Matrimonial Causes Act 1907
- Parliament of the United Kingdom
- Long title: An Act to amend the Matrimonial Causes Acts, 1857 and 1866, by extending the powers of the Court in relation -to Maintenance and Alimony, and leave to intervene.
- Citation: 7 Edw. 7. c. 12
- Territorial extent: United Kingdom

Dates
- Royal assent: 9 August 1907
- Commencement: 9 August 1907
- Repealed: 1 January

Other legislation
- Amends: Matrimonial Causes Act 1857; Matrimonial Causes Act 1866;
- Repealed by: Supreme Court of Judicature (Consolidation) Act 1925

Status: Repealed

Text of statute as originally enacted

= Matrimonial Causes Act 1907 =

Act of the Parliament of the United Kingdom

The Matrimonial Causes Act 1907 (7 Edw. 7. c. 12) was an act of the Parliament of the United Kingdom that consolidated previous legislation relating to maintenance payments to separated and divorced women.
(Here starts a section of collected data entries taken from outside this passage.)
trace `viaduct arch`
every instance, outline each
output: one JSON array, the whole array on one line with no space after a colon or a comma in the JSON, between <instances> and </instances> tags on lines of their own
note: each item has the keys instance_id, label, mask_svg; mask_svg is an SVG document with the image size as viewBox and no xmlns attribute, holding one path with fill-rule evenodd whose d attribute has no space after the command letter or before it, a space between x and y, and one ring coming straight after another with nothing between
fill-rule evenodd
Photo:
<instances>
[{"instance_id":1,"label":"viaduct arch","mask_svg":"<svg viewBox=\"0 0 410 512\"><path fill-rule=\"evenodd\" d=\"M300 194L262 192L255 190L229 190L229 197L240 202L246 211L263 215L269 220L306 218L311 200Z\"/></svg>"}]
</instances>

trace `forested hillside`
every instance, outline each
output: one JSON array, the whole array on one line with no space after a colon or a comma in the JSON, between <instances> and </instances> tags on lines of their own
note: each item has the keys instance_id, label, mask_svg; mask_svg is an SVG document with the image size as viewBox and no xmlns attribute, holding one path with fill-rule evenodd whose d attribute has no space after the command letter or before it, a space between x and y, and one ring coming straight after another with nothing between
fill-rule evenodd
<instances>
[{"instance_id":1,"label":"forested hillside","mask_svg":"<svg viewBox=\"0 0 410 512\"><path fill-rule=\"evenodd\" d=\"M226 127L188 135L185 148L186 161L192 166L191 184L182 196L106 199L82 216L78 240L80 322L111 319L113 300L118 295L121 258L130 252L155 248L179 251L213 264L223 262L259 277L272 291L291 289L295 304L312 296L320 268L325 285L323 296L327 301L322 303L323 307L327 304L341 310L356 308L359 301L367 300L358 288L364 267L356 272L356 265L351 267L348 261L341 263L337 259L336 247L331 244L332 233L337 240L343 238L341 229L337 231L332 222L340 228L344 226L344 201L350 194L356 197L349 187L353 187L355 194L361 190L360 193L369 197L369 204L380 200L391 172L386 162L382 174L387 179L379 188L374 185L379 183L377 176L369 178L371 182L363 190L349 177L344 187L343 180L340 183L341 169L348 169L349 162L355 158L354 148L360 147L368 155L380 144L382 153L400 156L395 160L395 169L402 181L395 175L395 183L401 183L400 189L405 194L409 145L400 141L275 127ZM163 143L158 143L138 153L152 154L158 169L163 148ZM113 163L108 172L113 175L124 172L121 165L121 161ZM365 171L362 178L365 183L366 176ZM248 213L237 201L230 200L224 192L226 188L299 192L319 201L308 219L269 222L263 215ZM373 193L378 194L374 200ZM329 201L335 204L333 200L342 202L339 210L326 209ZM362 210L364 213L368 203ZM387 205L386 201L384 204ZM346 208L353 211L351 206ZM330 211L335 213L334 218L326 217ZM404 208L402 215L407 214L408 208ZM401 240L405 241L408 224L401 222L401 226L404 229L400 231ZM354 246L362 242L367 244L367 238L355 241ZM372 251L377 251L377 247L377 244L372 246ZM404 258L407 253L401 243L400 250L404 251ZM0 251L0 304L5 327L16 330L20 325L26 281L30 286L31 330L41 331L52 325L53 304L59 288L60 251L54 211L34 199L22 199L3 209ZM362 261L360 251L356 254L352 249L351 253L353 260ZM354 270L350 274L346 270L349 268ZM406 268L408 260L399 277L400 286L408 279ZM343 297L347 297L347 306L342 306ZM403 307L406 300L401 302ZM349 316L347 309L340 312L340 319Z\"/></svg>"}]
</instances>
It was designed in response to one cause of poverty amongst mothers and their children, marriage break-up. Support for the "endowment of motherhood" was also increased.

== Subsequent developments ==
The whole act was repealed by section 226(1) of, and the sixth schedule to the Supreme Court of Judicature (Consolidation) Act 1925 (15 & 16 Geo. 5. c. 49).